Abstract

The objective of this study was to evaluate the cardiopulmonary effects of a dual–endothelin (ET) receptor antagonist, Tezosentan, on oleic acid (OA)-induced acute lung injury with pulmonary arterial hypertension in dogs. Twelve pentobarbital-anesthetized dogs with intravenous OA-induced acute lung injury (ALI) were divided into 2 groups. The control group (n = 6) received saline treatment, whereas the treatment group (n = 6) received the ET receptor antagonist, Tezosentan (1 mg/kg intravenous [IV] + 1 mg/kg/h IV infusion). Cardiopulmonary parameters were monitored continuously for 1 hour. OA administration resulted in a significant increase in mean pulmonary arterial pressure (MPAP) and pulmonary vascular resistance (PVR) and a decrease in mean systemic arterial pressure (MSAP), systemic vascular resistance (SVR), and cardiac output (CO) in all dogs. Tezosentan treatment markedly attenuated the pulmonary hypertension, with a 32% decrease in MPAP (from 23±2 mm Hg to 15±2 mm Hg; P < .01) and a 22% decrease in PVR (from 860±105 dyn · s · cm−5to 670±96 dyn · s · cm−5; P < .01) at the end of study.
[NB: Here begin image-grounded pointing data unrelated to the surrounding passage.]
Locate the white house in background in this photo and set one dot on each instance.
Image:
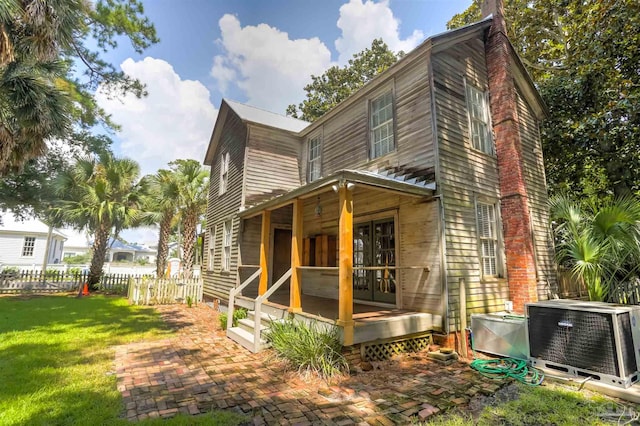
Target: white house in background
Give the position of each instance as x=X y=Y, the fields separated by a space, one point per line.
x=79 y=243
x=23 y=243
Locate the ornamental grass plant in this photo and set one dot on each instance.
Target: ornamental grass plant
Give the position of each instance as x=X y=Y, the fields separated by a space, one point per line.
x=308 y=347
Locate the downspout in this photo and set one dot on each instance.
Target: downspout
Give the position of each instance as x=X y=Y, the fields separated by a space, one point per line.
x=436 y=158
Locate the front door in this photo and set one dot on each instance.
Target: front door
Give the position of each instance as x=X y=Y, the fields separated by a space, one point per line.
x=281 y=255
x=374 y=246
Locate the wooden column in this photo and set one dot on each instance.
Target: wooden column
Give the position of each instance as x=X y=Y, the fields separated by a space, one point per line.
x=345 y=265
x=264 y=252
x=295 y=289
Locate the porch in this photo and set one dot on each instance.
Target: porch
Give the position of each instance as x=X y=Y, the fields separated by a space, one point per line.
x=360 y=250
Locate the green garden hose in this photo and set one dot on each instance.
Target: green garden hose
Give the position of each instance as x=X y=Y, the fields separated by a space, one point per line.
x=499 y=369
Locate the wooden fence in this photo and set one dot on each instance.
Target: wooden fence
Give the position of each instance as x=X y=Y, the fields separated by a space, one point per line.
x=53 y=281
x=152 y=291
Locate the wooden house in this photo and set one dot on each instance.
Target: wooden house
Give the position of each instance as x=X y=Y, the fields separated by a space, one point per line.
x=417 y=201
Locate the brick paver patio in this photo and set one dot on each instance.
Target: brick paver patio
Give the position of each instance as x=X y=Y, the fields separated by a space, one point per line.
x=200 y=370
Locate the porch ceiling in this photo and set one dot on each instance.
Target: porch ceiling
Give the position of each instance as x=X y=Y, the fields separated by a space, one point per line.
x=383 y=179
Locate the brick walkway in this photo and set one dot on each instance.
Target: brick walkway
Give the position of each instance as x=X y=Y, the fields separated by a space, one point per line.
x=200 y=370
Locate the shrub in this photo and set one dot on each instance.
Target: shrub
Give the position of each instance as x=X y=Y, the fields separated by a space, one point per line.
x=238 y=314
x=308 y=347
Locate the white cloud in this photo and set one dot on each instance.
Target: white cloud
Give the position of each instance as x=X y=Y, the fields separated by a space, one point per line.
x=362 y=22
x=174 y=121
x=268 y=67
x=271 y=69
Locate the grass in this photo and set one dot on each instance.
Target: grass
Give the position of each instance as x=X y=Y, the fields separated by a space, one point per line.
x=545 y=405
x=56 y=360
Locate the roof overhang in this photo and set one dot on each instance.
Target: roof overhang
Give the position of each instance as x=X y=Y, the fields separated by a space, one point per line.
x=410 y=187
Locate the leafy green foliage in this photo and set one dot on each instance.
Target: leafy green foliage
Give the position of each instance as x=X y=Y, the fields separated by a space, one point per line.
x=600 y=243
x=102 y=195
x=238 y=314
x=336 y=84
x=312 y=347
x=44 y=49
x=584 y=58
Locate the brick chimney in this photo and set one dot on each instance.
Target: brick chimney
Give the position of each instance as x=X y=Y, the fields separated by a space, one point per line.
x=516 y=220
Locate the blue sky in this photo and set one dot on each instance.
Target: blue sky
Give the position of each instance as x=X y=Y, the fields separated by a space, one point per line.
x=257 y=52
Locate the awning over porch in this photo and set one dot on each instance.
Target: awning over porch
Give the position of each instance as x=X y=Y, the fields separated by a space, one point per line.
x=405 y=182
x=408 y=182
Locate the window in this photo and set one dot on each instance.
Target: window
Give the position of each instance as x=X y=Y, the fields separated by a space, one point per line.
x=381 y=114
x=28 y=245
x=226 y=246
x=314 y=163
x=224 y=172
x=212 y=245
x=478 y=108
x=488 y=236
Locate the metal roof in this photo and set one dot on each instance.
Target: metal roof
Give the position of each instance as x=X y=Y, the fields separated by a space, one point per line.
x=402 y=183
x=267 y=118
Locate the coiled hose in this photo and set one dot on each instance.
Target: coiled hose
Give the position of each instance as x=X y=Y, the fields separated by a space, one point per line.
x=499 y=369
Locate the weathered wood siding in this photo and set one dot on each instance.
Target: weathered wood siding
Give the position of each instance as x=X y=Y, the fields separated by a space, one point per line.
x=538 y=201
x=345 y=136
x=272 y=163
x=465 y=175
x=217 y=282
x=417 y=244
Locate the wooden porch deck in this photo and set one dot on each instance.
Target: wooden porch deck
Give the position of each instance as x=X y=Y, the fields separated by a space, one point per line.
x=371 y=322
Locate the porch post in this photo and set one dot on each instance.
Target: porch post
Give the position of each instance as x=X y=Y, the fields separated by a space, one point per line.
x=295 y=293
x=345 y=265
x=264 y=252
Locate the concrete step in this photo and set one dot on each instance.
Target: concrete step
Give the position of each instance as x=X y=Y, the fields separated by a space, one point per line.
x=248 y=324
x=266 y=317
x=245 y=339
x=245 y=302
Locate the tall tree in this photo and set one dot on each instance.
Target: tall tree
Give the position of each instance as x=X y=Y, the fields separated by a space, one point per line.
x=336 y=84
x=102 y=195
x=163 y=201
x=44 y=46
x=193 y=184
x=600 y=242
x=585 y=60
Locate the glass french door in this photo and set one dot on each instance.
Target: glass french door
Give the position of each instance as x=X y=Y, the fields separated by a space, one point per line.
x=374 y=246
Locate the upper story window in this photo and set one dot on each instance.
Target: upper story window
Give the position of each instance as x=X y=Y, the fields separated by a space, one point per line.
x=224 y=172
x=488 y=239
x=314 y=162
x=226 y=245
x=381 y=117
x=28 y=246
x=478 y=108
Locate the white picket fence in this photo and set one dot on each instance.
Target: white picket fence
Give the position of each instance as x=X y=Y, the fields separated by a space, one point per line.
x=152 y=291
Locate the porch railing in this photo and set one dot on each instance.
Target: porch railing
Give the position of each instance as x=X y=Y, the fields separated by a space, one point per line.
x=238 y=290
x=257 y=316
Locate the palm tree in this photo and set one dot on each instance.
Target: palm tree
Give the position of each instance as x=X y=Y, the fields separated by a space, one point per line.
x=104 y=196
x=163 y=201
x=599 y=243
x=193 y=184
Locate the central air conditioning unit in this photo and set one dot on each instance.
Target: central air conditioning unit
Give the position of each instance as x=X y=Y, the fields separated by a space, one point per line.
x=588 y=339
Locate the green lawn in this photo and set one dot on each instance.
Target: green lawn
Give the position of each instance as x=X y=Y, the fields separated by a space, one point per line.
x=56 y=357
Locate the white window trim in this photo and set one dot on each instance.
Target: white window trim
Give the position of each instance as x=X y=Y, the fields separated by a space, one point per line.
x=486 y=144
x=391 y=122
x=227 y=240
x=26 y=246
x=497 y=239
x=212 y=248
x=224 y=172
x=317 y=160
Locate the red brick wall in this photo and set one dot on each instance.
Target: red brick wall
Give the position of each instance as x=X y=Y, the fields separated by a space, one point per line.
x=517 y=230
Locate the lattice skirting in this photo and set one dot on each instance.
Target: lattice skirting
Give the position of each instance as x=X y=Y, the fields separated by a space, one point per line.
x=383 y=350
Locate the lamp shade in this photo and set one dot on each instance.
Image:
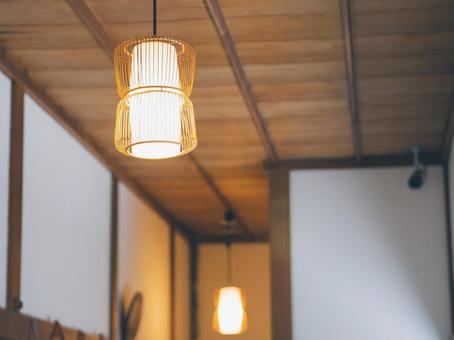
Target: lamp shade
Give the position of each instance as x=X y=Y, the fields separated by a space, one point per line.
x=155 y=117
x=230 y=311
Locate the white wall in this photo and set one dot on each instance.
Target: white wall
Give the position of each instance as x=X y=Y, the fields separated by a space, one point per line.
x=5 y=99
x=250 y=271
x=369 y=257
x=144 y=264
x=66 y=227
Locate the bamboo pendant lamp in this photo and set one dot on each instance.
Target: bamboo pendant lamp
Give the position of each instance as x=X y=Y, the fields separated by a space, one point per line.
x=154 y=77
x=230 y=315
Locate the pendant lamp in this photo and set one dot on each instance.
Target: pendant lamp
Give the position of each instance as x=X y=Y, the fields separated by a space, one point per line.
x=154 y=77
x=230 y=315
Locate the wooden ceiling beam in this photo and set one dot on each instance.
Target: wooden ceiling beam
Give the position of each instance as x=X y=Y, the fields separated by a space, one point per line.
x=227 y=204
x=231 y=238
x=448 y=135
x=215 y=11
x=94 y=26
x=350 y=65
x=56 y=112
x=402 y=159
x=86 y=15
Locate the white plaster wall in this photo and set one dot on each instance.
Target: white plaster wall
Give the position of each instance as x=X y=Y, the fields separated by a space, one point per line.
x=369 y=256
x=5 y=99
x=66 y=227
x=144 y=264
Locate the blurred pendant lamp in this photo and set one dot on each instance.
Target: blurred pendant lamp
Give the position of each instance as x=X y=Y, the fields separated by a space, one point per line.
x=154 y=77
x=230 y=315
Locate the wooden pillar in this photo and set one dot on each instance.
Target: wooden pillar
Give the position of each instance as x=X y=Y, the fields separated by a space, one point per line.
x=194 y=308
x=114 y=313
x=280 y=255
x=172 y=283
x=449 y=240
x=13 y=302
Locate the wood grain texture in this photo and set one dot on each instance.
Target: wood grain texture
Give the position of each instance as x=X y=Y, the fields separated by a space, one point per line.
x=94 y=26
x=350 y=63
x=194 y=309
x=280 y=255
x=13 y=274
x=114 y=328
x=376 y=161
x=52 y=108
x=86 y=15
x=218 y=19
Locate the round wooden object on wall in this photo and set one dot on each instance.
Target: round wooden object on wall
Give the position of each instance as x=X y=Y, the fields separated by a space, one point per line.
x=133 y=316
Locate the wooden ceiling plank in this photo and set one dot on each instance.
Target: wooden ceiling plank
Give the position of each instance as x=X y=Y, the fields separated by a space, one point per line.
x=91 y=22
x=351 y=76
x=56 y=112
x=228 y=205
x=94 y=26
x=215 y=11
x=401 y=159
x=448 y=135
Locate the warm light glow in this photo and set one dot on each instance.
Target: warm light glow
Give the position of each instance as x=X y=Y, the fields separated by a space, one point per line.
x=155 y=118
x=230 y=315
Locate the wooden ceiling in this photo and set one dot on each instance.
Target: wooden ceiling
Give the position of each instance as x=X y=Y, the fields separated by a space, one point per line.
x=275 y=80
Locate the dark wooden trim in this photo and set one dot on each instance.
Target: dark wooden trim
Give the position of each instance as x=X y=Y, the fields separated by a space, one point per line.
x=404 y=159
x=56 y=112
x=281 y=312
x=194 y=287
x=13 y=284
x=16 y=326
x=449 y=240
x=215 y=11
x=172 y=283
x=448 y=134
x=86 y=15
x=350 y=65
x=227 y=204
x=114 y=299
x=232 y=238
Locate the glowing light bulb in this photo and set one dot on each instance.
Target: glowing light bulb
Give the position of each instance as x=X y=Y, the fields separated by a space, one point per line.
x=230 y=315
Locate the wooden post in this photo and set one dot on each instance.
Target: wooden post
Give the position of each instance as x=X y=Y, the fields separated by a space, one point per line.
x=280 y=255
x=114 y=314
x=194 y=309
x=172 y=283
x=13 y=302
x=446 y=182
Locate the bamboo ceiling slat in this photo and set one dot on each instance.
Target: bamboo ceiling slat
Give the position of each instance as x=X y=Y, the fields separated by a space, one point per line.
x=292 y=52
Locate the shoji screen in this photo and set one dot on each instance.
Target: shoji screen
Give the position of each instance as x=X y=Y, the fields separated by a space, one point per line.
x=5 y=94
x=369 y=256
x=66 y=227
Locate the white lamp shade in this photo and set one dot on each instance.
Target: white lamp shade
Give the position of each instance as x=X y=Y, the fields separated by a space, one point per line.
x=155 y=117
x=230 y=314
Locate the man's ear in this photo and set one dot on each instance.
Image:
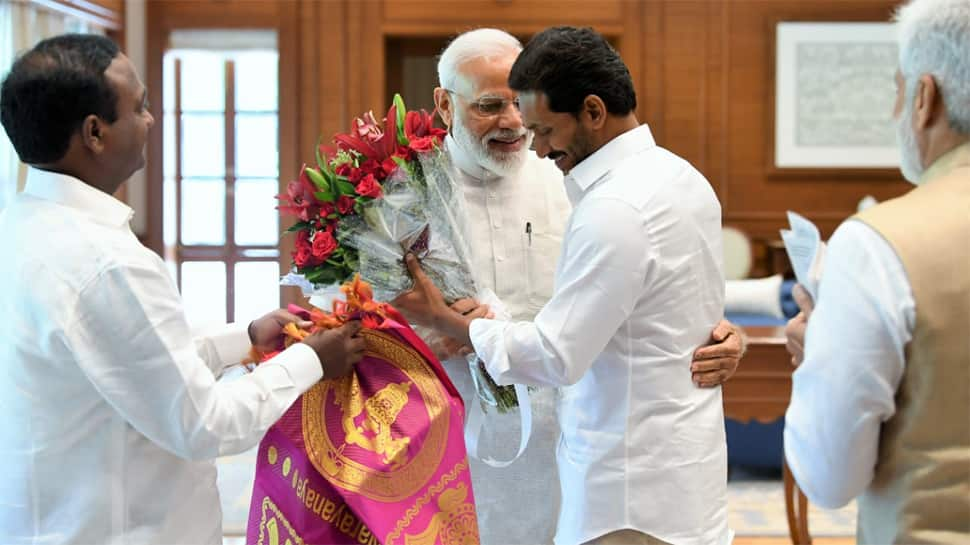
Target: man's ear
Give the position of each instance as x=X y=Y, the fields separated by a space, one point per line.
x=594 y=112
x=444 y=105
x=928 y=104
x=93 y=133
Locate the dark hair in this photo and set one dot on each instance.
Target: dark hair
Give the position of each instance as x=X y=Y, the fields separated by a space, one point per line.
x=51 y=89
x=568 y=64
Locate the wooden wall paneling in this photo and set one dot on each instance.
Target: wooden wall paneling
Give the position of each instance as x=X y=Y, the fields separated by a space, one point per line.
x=631 y=46
x=685 y=78
x=650 y=86
x=505 y=12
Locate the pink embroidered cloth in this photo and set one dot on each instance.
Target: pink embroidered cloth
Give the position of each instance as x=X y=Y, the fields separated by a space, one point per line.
x=377 y=457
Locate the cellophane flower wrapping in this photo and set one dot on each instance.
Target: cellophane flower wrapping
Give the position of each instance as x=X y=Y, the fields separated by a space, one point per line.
x=421 y=211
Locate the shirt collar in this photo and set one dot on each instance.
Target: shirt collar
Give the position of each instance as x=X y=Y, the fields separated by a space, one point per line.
x=73 y=193
x=465 y=161
x=594 y=167
x=955 y=158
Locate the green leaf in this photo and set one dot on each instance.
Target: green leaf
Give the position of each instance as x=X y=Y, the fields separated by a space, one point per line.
x=318 y=179
x=401 y=111
x=321 y=161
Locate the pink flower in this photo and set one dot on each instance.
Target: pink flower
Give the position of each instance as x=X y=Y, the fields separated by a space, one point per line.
x=303 y=251
x=368 y=187
x=323 y=245
x=368 y=128
x=344 y=169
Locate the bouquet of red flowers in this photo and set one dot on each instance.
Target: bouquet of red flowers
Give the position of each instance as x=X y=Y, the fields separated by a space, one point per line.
x=381 y=190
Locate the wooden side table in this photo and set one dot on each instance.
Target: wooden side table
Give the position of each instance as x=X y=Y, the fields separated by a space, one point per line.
x=761 y=390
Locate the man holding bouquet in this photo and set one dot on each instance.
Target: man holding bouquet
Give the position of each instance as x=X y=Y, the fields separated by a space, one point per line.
x=112 y=413
x=518 y=209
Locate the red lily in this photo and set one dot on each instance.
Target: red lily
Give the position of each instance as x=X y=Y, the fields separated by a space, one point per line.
x=299 y=199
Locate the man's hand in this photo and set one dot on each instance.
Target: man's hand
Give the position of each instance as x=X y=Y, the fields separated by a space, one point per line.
x=715 y=362
x=338 y=349
x=425 y=304
x=795 y=330
x=265 y=333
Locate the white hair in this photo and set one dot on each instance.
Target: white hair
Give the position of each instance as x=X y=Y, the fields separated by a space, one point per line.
x=934 y=39
x=489 y=43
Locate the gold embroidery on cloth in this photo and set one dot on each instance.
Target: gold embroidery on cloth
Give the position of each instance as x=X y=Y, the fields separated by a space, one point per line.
x=269 y=531
x=382 y=410
x=453 y=524
x=425 y=499
x=403 y=477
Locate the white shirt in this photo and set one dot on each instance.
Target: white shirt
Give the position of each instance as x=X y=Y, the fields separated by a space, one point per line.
x=854 y=360
x=112 y=412
x=638 y=288
x=520 y=269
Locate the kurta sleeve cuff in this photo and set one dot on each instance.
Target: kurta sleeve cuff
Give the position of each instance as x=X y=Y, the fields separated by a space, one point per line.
x=488 y=340
x=231 y=343
x=301 y=364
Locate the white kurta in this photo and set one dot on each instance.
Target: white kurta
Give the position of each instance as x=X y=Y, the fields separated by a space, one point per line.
x=639 y=287
x=112 y=415
x=518 y=504
x=855 y=356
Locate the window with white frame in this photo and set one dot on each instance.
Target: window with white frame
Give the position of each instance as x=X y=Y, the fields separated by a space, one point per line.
x=221 y=172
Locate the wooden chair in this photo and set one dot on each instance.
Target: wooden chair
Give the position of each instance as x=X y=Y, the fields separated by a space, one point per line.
x=796 y=505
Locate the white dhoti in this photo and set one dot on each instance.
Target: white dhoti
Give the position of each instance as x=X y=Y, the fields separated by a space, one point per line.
x=518 y=504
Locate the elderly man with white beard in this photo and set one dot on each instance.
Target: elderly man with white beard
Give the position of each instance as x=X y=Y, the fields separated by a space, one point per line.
x=517 y=207
x=879 y=404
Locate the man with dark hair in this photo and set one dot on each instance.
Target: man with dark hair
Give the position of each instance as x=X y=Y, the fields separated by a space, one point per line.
x=879 y=403
x=639 y=286
x=113 y=415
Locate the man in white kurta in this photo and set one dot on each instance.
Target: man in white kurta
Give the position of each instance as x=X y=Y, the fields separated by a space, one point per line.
x=112 y=416
x=517 y=209
x=638 y=288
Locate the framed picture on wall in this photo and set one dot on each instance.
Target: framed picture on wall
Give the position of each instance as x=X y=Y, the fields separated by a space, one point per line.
x=834 y=95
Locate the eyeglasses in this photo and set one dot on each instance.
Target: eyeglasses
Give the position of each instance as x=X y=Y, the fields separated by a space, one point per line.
x=489 y=106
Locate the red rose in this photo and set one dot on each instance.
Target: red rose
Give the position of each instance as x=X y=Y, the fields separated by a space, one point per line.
x=303 y=257
x=303 y=252
x=345 y=205
x=323 y=245
x=388 y=166
x=422 y=144
x=368 y=187
x=371 y=167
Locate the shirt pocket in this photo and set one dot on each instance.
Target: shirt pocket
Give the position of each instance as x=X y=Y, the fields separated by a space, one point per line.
x=540 y=253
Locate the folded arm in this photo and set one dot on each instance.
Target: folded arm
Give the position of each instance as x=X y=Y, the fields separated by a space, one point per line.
x=147 y=366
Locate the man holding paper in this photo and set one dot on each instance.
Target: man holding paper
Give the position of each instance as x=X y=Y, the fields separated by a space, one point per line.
x=879 y=401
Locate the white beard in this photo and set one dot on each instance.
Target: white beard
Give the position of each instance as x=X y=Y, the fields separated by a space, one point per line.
x=501 y=164
x=910 y=162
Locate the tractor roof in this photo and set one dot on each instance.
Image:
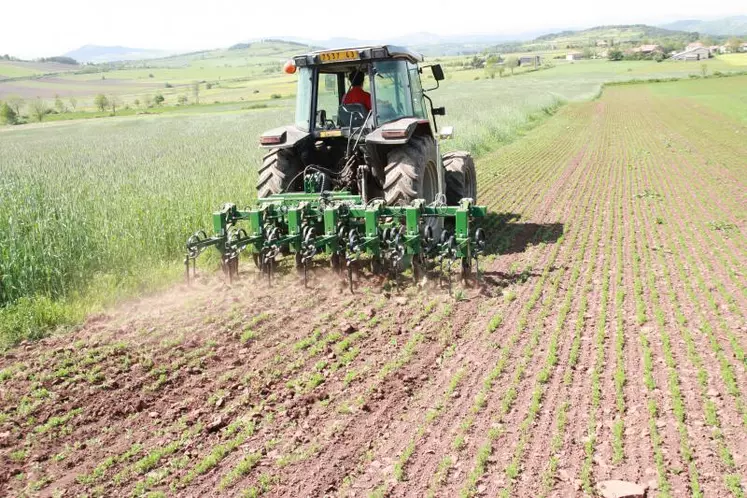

MSAP and SVR were unchanged after Tezosentan treatment, and there was an increase in cardiac output and a decline in peak inspiratory pressure (PIP) in the Tezosentan group compared with the control group. These results indicate that the dual–ET receptor antagonist, Tezosentan, can attenuate the pulmonary hypertension induced by OA. Thus, dual–ET receptor antagonists such as Tezosentan may be useful in the management of acute pulmonary arterial hypertension, complicating the course of OA-induced lung injury.